A new investment fund has been created to help Cambridge University start-ups commercialise their innovations and take them from lab to market.

Cambridge Innovation Capital (CIC) plans to invest £50 million in promising university spin-outs and other early stage technology companies over the next three years.

Those behind CIC say the fund has been set up with the help of Cambridge University to provide long-term finance that will help Cambridge spin-out companies across the so-called 'valley of death', the crucial moment when a company requires significant investment to grow.

“Many good companies have to spend too much time fundraising, leaving them with less time to focus on running their business,” said Edward Benthall, CIC’s non-executive chairman. “CIC will work with angel and other long-term investors to bring innovative technologies to market and help build world-class businesses.”

The lead investors in the fund are Invesco Perpetual and Lansdowne Partners, with further capital provided by the Cambridge University Endowment Fund, ARM Holdings and IP Group.

“The university benefits society through the pursuit, dissemination, and application of knowledge. Today we are furthering that mission by partnering with experienced investors, innovators and managers to help the early stage technology companies of today become the great businesses of tomorrow,” said Cambridge University vice-chancellor, Sir Leszek Borysiewicz.

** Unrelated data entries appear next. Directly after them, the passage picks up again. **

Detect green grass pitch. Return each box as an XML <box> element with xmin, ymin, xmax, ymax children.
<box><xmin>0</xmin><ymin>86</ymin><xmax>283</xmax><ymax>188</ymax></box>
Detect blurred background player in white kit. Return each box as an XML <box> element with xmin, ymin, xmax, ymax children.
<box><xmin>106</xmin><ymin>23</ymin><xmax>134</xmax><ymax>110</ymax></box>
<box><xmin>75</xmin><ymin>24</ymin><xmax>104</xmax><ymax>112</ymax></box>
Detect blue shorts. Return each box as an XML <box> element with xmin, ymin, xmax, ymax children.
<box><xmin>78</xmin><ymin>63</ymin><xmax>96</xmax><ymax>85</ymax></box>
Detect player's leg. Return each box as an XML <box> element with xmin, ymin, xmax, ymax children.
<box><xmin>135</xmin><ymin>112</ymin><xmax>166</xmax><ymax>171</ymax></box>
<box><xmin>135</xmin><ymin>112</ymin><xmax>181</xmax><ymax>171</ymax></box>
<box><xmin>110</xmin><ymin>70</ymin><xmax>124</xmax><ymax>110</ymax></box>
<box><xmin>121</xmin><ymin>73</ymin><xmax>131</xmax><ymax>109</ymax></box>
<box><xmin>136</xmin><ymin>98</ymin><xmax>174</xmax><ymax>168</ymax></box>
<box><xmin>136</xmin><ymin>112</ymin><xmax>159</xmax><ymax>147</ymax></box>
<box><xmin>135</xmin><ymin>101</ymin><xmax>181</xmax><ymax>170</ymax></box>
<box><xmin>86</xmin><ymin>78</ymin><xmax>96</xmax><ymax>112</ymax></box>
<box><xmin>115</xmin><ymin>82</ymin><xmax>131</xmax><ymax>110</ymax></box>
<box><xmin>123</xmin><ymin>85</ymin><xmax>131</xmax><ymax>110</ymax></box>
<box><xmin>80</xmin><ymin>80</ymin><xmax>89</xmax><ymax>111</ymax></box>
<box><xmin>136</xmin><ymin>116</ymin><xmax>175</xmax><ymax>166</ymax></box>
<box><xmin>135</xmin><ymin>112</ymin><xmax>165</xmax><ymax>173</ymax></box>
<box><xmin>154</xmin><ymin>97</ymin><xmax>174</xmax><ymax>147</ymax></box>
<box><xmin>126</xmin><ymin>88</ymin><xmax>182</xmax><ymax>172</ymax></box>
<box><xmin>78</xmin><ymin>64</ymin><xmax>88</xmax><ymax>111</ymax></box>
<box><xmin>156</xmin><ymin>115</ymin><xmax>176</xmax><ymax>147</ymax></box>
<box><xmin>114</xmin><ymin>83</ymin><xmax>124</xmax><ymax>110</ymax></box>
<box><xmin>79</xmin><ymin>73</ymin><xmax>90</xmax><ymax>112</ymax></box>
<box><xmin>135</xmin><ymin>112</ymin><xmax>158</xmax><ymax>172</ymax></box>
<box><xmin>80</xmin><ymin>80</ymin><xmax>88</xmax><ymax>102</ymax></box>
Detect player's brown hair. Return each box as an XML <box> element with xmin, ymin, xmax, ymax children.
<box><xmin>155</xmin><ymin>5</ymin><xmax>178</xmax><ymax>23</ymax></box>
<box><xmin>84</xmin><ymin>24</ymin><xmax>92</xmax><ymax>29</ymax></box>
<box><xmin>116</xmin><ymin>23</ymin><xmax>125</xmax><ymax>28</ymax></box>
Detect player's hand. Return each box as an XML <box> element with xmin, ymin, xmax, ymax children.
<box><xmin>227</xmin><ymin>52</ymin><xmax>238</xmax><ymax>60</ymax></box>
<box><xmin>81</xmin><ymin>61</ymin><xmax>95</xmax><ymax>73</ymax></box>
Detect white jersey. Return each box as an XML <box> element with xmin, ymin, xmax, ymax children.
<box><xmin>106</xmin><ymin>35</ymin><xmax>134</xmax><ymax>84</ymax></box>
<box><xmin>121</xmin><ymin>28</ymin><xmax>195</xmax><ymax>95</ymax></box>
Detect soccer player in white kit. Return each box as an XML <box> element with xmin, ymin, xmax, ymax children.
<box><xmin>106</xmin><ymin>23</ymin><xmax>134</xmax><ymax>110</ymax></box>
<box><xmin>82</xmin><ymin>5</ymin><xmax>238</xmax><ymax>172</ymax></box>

“With the launch of CIC, the university and our co-investors are taking an important step in supporting the continued economic growth of the region and the country,” added Borysiewicz. 

Cambridge University will also support CIC through its commercialisation arm, Cambridge Enterprise.

Cambridge vs Tech City

While the area around London’s Old Street Roundabout is proving to be very popular with tech start-ups, some argue that Cambridge is the real centre for UK technology due to the number of large tech companies it has spawned, including Autonomy and ARM Holdings. 

Mike Lynch, the founder of Autonomy, recently set up his own technology fund in the form of Invoke Capital. Last month the company announced that it was making its first investment in a Cambridge-based cyber security start-up called Darktrace, in a testimony that further supports the Cambridge technology scene. 

Cambridge software start-up RealVNC is tipped to become the UK’s next billion dollar technology company and won the prestigious Royal Academy of Engineering MacRobert Award earlier this year.

RealVNC’s software allows computer, smartphone, and other device users to remotely take control of another device from anywhere in the world. This means IT workers can solve problems on people’s computers or smartphones without having to leave their own desk, for example.

“Tech City is a new kid on the block, with nothing significant to show yet, and with no emphasis on core technology,” RealVNC founder and CEO Andy Carter told Techworld.

“RealVNC is part of the Cambridge Cluster. This has been going for 60 years or more, has 1,500 high-tech companies, 12 billion dollar turnover companies, and 50,000 high-tech jobs. It is the most significant technology cluster in Europe. There are plenty of companies who are going for the big-time and who are not interested in acquisition."